Selling more of them to foreign buyers, while attempting to stifle the development of renewals (and thereby ceding those true job-creating sectors of the economy to other countries) may be good for giant oil and coal corporations, but it won’t win America any friends abroad at a moment when climate change is becoming a growing concern for ever more people on this planet. With prolonged droughts, increasingly severe storms and hurricanes, and killer heat waves affecting ever-larger swaths of the planet, with sea levels rising and extreme weather becoming the norm, the urge for progress on climate change is only growing stronger, as is the demand for climate-friendly renewables.

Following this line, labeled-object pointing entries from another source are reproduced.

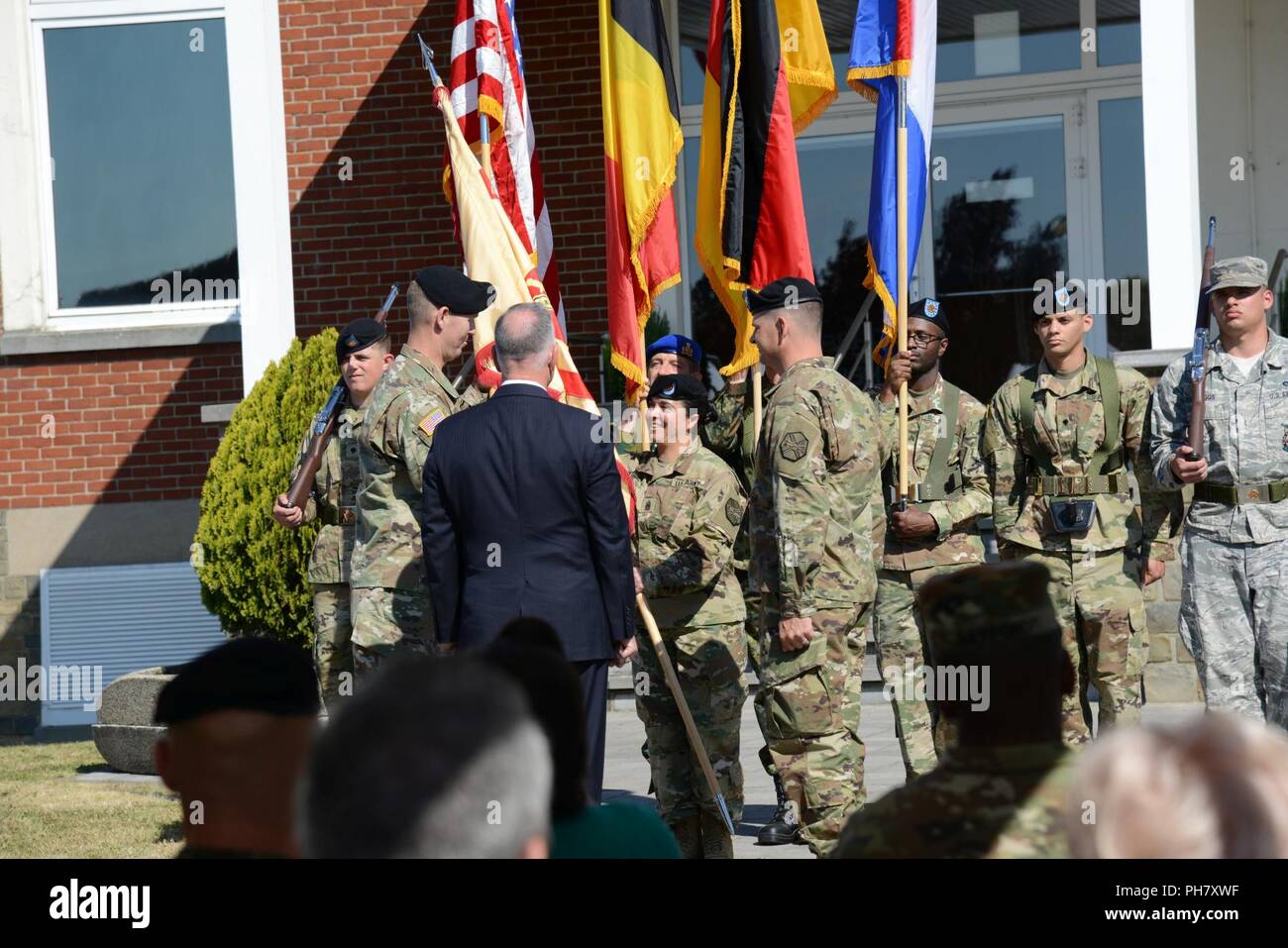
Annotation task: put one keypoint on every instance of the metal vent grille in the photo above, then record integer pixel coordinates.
(120, 620)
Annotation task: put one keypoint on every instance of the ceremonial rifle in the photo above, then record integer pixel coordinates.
(323, 424)
(1198, 355)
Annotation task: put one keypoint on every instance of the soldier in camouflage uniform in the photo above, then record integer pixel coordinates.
(362, 351)
(1001, 791)
(948, 491)
(815, 511)
(1234, 556)
(729, 432)
(690, 505)
(390, 610)
(1061, 497)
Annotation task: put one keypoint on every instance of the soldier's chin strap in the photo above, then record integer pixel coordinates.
(699, 750)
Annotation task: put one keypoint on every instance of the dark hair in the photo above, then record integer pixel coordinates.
(398, 747)
(524, 653)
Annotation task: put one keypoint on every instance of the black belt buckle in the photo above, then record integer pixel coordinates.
(1072, 515)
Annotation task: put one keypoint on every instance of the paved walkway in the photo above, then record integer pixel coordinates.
(626, 772)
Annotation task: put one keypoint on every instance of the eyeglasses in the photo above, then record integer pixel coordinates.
(923, 338)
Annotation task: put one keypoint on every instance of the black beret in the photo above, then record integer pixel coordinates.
(359, 335)
(782, 294)
(243, 675)
(679, 388)
(930, 311)
(445, 286)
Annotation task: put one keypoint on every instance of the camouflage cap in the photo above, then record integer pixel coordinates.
(987, 605)
(1239, 270)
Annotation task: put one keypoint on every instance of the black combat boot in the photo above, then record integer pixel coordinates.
(784, 827)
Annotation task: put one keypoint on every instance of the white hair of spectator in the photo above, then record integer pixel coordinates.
(497, 804)
(523, 333)
(1211, 789)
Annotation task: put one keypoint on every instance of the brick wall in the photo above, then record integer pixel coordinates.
(127, 427)
(355, 89)
(85, 428)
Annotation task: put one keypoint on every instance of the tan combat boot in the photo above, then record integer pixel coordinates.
(716, 841)
(688, 833)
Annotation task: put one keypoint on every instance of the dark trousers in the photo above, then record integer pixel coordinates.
(593, 697)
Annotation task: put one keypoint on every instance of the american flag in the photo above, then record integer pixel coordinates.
(487, 78)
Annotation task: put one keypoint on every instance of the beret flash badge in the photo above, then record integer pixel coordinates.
(430, 421)
(794, 447)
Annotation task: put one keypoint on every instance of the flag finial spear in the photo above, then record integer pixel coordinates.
(426, 55)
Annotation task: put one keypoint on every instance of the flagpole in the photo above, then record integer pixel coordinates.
(643, 391)
(485, 149)
(902, 279)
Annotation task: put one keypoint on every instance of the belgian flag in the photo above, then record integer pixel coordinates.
(642, 141)
(769, 75)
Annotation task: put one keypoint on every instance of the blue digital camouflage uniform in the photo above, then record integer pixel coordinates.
(816, 520)
(909, 563)
(1234, 557)
(688, 513)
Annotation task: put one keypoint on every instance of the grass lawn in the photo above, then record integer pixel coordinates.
(47, 813)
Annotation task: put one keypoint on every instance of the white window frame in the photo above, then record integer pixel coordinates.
(27, 254)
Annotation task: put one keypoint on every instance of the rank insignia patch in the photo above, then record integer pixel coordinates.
(430, 421)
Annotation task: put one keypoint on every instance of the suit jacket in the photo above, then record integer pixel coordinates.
(523, 515)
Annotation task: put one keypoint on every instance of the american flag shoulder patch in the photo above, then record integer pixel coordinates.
(430, 421)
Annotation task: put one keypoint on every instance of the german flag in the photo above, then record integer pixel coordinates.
(769, 75)
(642, 141)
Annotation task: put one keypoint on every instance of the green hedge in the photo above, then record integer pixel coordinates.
(253, 571)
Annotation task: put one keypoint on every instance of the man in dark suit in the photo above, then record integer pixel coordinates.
(523, 515)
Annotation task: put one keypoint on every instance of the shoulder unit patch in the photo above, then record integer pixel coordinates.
(430, 421)
(794, 447)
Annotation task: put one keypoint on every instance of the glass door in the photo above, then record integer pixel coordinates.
(1008, 209)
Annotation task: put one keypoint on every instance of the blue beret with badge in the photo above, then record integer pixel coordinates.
(357, 335)
(681, 346)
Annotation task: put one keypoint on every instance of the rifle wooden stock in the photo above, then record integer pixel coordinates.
(323, 427)
(1198, 355)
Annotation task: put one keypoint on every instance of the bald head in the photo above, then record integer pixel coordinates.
(524, 342)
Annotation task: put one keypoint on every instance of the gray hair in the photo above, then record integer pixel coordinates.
(496, 805)
(523, 331)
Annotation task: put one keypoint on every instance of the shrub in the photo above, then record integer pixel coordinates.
(253, 571)
(614, 382)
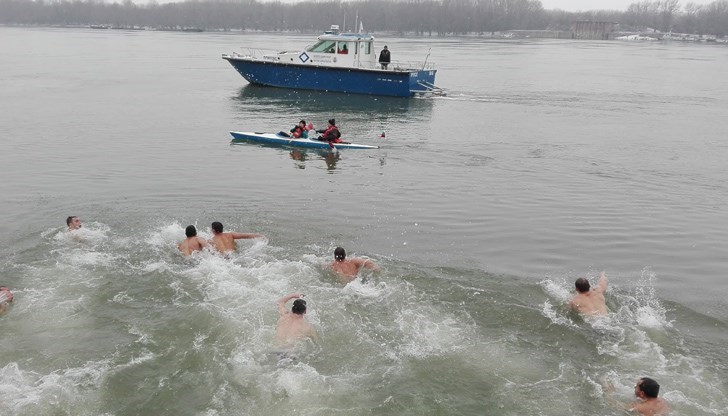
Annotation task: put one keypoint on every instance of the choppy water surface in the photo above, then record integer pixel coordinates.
(546, 161)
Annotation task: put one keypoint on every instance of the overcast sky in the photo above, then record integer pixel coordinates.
(575, 5)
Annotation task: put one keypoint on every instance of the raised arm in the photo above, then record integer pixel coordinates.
(602, 285)
(238, 236)
(282, 302)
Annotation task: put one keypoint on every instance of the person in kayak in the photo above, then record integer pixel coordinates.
(73, 223)
(331, 133)
(300, 130)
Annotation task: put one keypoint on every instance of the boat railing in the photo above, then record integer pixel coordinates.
(404, 66)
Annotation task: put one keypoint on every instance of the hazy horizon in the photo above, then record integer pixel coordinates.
(584, 5)
(567, 5)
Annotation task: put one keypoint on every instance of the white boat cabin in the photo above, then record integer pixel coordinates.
(335, 49)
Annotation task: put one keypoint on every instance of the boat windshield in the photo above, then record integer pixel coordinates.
(326, 46)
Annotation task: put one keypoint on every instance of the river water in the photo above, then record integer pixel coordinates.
(547, 161)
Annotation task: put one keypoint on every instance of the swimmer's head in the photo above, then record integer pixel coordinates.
(217, 227)
(190, 231)
(582, 285)
(6, 293)
(73, 222)
(299, 307)
(648, 386)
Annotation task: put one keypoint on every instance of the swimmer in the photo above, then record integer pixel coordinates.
(292, 325)
(6, 297)
(73, 223)
(192, 243)
(649, 404)
(646, 390)
(225, 242)
(588, 301)
(347, 269)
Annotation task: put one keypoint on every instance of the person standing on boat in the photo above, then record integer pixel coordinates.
(331, 133)
(192, 243)
(225, 242)
(6, 297)
(299, 130)
(384, 57)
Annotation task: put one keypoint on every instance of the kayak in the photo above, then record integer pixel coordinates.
(278, 139)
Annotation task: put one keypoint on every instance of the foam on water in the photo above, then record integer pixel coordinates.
(212, 319)
(639, 337)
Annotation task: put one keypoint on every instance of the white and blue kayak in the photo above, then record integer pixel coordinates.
(278, 139)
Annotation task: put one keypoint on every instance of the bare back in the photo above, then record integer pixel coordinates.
(348, 269)
(224, 242)
(291, 328)
(191, 244)
(651, 407)
(592, 303)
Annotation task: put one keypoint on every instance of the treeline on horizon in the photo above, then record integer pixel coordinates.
(422, 17)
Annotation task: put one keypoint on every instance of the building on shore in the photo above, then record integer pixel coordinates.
(593, 30)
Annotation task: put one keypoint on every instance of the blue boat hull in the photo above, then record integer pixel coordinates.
(323, 78)
(279, 140)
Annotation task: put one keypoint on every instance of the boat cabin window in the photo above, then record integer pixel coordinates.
(325, 46)
(343, 48)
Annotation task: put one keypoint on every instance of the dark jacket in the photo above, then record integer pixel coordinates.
(330, 134)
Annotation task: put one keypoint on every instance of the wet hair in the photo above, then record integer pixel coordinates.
(582, 285)
(217, 227)
(649, 387)
(190, 231)
(299, 307)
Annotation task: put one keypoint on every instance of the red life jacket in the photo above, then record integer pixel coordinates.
(332, 134)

Donald Trump and his administration of climate-change deniers are quite literally living in the wrong century.  The militarization of energy policy at this late date and the lodging of fossil fuels at the heart of national security policy may seem appealing to them, but it’s an approach that’s obviously doomed.  On arrival, it is, in fact, already the definition of obsolescence.

Unfortunately, given the circumstances of this planet at the moment, it also threatens to doom the rest of us.  The further we look into the future, the more likely international leadership will fall on the shoulders of those who can effectively and efficiently deliver renewables, not those who can provide climate-poisoning fossil fuels.  That being so, no one seeking global prestige would say at Davos or anywhere else that we are blessed with “a substantial ability to deliver the people of the globe a better quality of life through fossil fuels.”